NEW YORK -- They say the playoffs are a different game. They say that teams that aren't tough enough, aren't gritty enough, have to be different to have success.
Maybe that's only true if you let it be so.
Maybe success comes from holding true to what you believe is your own best way.
The Pittsburgh Penguins are now one win away from advancing to the second round playing exactly how they did during a torrid second half of the regular season by unleashing a speedy, skilled lineup that has left the battle-tested New York Rangers bereft of answers.
And more to the point after Thursday's rather shockingly one-sided 5-0 victory by the Penguins, they have left the Rangers with zero wiggle room in which to find answers amid a boatload of self-doubt.
"We just have to man-up to the situation here and realize that this was not good enough," said Rangers goalie Henrik Lundqvist, who was pulled after giving up four goals on 18 shots through only 26 minutes, 4 seconds of play Thursday night.
"We are playing a really good team," he added. "Obviously, it's my job to be there when we have breakdowns, but I was not good enough today."
With all due respect to Lundqvist, the face of a franchise that has been to two Eastern Conference finals and one Stanley Cup finals since 2012, the Rangers' problems extend far, far beyond goaltending.
It's fair to say when this series began -- the third straight year in which the Rangers have faced the Penguins -- the question was whether the Penguins could keep doing what they had been doing since Mike Sullivan took over as head coach for Mike Johnston on Dec. 12.
Could they keep on playing with speed, rolling four lines and hoping their defense could continue to get pucks out of their own zone without being bounced around by the Rangers?
The fact they are up 3-1 in this series implies the answer, and certainly Thursday's win might have been the most complete game turned in by any one team on any night in this year's playoffs.
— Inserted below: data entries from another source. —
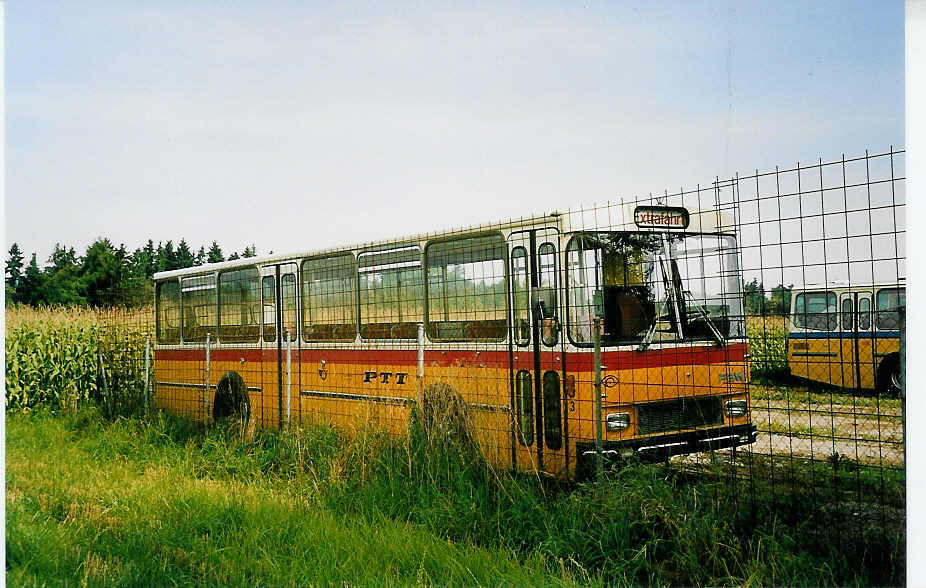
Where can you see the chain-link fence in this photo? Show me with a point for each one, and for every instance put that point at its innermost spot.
(750, 326)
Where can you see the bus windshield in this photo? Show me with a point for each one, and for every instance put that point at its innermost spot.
(655, 287)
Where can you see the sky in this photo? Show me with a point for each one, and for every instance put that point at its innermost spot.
(301, 126)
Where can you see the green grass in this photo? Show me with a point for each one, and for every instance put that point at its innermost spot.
(163, 501)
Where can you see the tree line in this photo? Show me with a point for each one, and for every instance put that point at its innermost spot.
(105, 275)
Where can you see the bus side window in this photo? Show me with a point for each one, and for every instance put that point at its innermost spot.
(168, 316)
(525, 407)
(546, 256)
(238, 298)
(846, 314)
(815, 311)
(888, 303)
(864, 314)
(270, 310)
(329, 298)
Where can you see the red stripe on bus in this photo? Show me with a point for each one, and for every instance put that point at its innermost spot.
(575, 361)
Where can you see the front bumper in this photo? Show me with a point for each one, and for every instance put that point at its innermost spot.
(664, 446)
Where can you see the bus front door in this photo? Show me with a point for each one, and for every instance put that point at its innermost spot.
(539, 428)
(856, 354)
(279, 304)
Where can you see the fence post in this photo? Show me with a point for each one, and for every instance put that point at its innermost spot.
(147, 368)
(420, 378)
(902, 311)
(289, 372)
(598, 435)
(206, 383)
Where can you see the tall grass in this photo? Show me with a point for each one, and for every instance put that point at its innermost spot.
(167, 501)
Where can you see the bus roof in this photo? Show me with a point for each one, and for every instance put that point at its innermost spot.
(606, 217)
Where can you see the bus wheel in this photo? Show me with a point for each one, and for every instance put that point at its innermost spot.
(889, 376)
(444, 416)
(231, 399)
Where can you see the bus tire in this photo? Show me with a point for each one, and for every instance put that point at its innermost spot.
(888, 379)
(231, 399)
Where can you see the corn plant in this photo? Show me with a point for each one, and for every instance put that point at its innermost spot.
(61, 358)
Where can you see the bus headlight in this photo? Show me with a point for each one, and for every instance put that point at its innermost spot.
(617, 421)
(736, 408)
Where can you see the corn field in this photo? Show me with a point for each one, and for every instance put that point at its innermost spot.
(768, 345)
(62, 358)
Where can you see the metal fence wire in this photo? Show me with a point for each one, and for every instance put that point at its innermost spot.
(752, 324)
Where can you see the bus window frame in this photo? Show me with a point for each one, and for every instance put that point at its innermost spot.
(505, 280)
(567, 289)
(901, 291)
(157, 313)
(215, 305)
(399, 300)
(835, 314)
(353, 294)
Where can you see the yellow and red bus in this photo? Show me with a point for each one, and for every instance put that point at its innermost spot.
(847, 336)
(499, 318)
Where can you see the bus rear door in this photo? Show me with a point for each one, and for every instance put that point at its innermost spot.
(279, 311)
(537, 375)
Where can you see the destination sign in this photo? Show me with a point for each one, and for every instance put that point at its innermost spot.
(660, 217)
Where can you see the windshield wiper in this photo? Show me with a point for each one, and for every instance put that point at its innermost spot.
(648, 339)
(702, 312)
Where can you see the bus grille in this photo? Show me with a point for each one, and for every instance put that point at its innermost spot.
(684, 413)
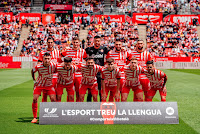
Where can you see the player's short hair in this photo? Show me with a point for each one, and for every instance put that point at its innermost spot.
(50, 38)
(76, 38)
(68, 59)
(134, 58)
(97, 37)
(110, 60)
(117, 39)
(150, 62)
(89, 58)
(140, 40)
(47, 54)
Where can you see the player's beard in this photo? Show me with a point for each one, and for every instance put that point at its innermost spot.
(140, 48)
(118, 49)
(90, 66)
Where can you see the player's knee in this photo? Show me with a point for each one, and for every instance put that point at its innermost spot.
(71, 97)
(59, 98)
(81, 98)
(95, 98)
(35, 100)
(163, 98)
(124, 98)
(150, 97)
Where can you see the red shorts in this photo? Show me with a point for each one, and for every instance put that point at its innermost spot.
(112, 90)
(135, 89)
(69, 89)
(54, 82)
(49, 90)
(93, 89)
(77, 83)
(153, 91)
(122, 81)
(145, 83)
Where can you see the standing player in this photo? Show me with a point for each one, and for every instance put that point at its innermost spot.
(55, 55)
(65, 79)
(132, 72)
(77, 58)
(157, 80)
(89, 81)
(98, 52)
(121, 58)
(43, 83)
(110, 80)
(143, 56)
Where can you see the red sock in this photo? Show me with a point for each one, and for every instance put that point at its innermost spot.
(149, 100)
(163, 99)
(34, 109)
(111, 99)
(44, 96)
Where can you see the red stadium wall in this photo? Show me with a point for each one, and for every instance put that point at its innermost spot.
(58, 7)
(7, 62)
(142, 18)
(31, 16)
(46, 18)
(8, 16)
The Pens were led by Evgeni Malkin's stellar four-point night -- the most he has collected in a postseason game since Game 2 of the Eastern Conference finals in 2009, the year they won the Cup.
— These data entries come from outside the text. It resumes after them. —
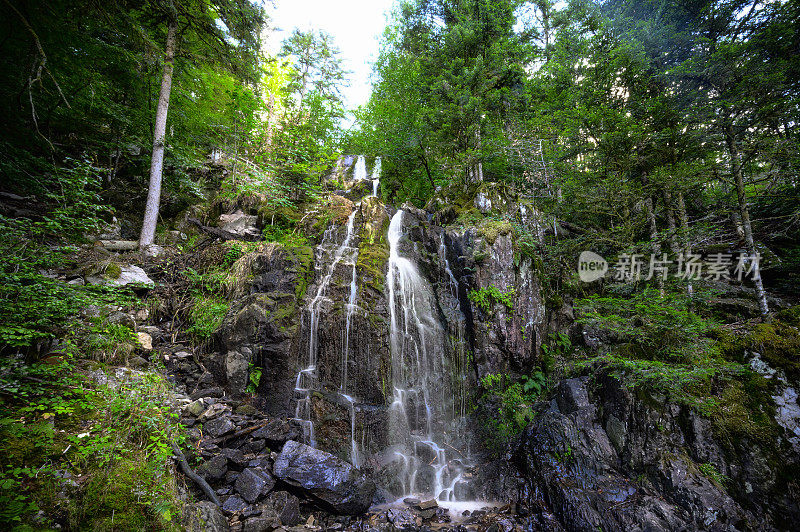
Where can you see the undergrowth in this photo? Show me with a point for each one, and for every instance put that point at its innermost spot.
(84, 449)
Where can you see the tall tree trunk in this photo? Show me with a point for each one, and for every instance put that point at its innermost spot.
(159, 133)
(654, 238)
(684, 224)
(673, 231)
(744, 212)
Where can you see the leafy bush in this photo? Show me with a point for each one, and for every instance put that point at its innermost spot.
(207, 315)
(514, 401)
(83, 451)
(663, 326)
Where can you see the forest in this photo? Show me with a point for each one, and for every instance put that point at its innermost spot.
(545, 278)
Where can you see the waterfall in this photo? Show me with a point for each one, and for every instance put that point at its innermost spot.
(376, 176)
(307, 376)
(360, 172)
(452, 282)
(423, 417)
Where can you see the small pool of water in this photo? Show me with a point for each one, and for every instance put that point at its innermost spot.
(456, 508)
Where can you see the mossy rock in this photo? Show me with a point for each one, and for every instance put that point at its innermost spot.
(113, 271)
(779, 344)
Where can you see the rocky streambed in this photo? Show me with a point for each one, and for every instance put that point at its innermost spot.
(266, 480)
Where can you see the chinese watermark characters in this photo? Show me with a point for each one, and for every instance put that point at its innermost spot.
(687, 267)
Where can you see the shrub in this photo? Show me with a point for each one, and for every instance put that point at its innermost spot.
(514, 400)
(206, 315)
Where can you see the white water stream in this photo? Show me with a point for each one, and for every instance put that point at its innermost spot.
(422, 413)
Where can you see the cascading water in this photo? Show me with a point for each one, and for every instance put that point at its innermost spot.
(360, 172)
(424, 419)
(376, 176)
(307, 376)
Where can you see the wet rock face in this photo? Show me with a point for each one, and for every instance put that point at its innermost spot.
(262, 325)
(335, 483)
(506, 339)
(603, 459)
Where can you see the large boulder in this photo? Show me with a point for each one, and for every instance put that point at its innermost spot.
(601, 458)
(331, 482)
(205, 517)
(121, 275)
(240, 224)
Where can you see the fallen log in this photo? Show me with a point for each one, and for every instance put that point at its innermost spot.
(200, 481)
(221, 233)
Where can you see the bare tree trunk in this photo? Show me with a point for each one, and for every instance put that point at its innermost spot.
(654, 238)
(744, 212)
(159, 133)
(673, 231)
(687, 248)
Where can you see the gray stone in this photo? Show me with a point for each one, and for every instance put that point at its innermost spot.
(237, 369)
(122, 318)
(208, 392)
(234, 504)
(137, 362)
(261, 524)
(239, 224)
(153, 251)
(277, 432)
(214, 468)
(254, 483)
(195, 408)
(329, 481)
(219, 426)
(235, 457)
(145, 341)
(205, 517)
(129, 274)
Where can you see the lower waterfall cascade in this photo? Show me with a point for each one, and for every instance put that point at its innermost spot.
(424, 421)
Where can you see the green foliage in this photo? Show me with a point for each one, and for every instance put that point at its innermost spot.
(663, 327)
(286, 237)
(207, 315)
(513, 402)
(486, 298)
(108, 448)
(713, 474)
(254, 378)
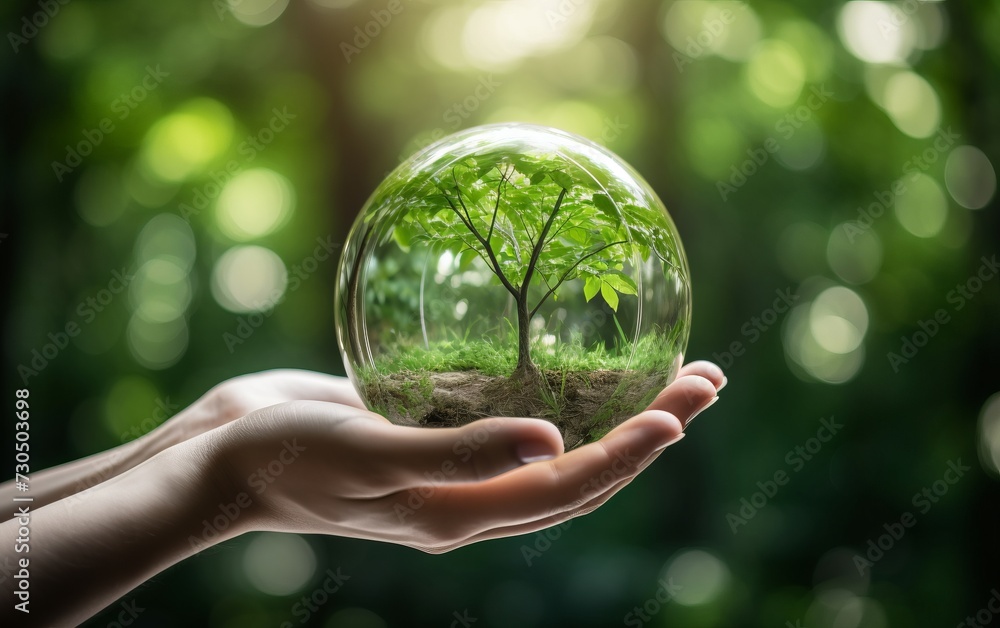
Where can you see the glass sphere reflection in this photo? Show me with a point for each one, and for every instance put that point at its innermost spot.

Defenseman Ian Cole said it took some time, but they were able to turn Sullivan's game plan into habit rather than consciously thinking about it.
"So how does that transition into the playoffs?" Cole said. "It's hard because every game is so much harder. There's a lot less room on the ice. It seems like every play you make is magnified if it doesn't work out. So I think you really need to be sure about what you're playing."
What the Penguins have displayed for the most part in this series -- which is now on the brink -- is a fundamental belief that their abundance of speed and skill is the bedrock on which playoff success can be built.
"Playing with speed I think is something that does transition well to the playoffs because there is so little ice to play on, and being able to stretch the rink, being able to create space with speed is really a benefit to us," Cole said.
The Penguins scored three times with the man advantage and twice more off the rush in Game 4.
Eric Fehr drove to the net and pushed home a rebound off a hard Ben Lovejoy shot just 1:09 into the game. Conor Sheary blazed down the left side and sent a rocket over Lundqvist's shoulder to make it 3-0 just over 16 minutes into the game.
"This team is really hard to beat when they can settle into their trap and play that neutral-zone game," said Fehr, who has played on a line with Malkin the past two games. "It's really tough to get pucks deep on them and they do a good job breaking it out."
Not on this night. Not in this series.
Speed and skill. Skill and speed.
For a Rangers team that cannot match either weapon, New York must find a way to disrupt Pittsburgh's defenders and somehow beat rookie Matt Murray, who has given up only one goal early in the second period of Game 3.
Given the confidence with which the Penguins are executing their game plan -- whether it's with the man advantage where they are now a scorching 7-for-19 in the series or at 5-on-5 -- it is a steep hill the Rangers must climb to extend this series beyond Game 5 on Saturday, let alone moving on in this playoff year.
"At this point there is no reason or point to try and describe what happened," Rangers captain Ryan McDonagh said. "We weren't playing up to our potential and the way that's necessary for us to have a chance to win a game."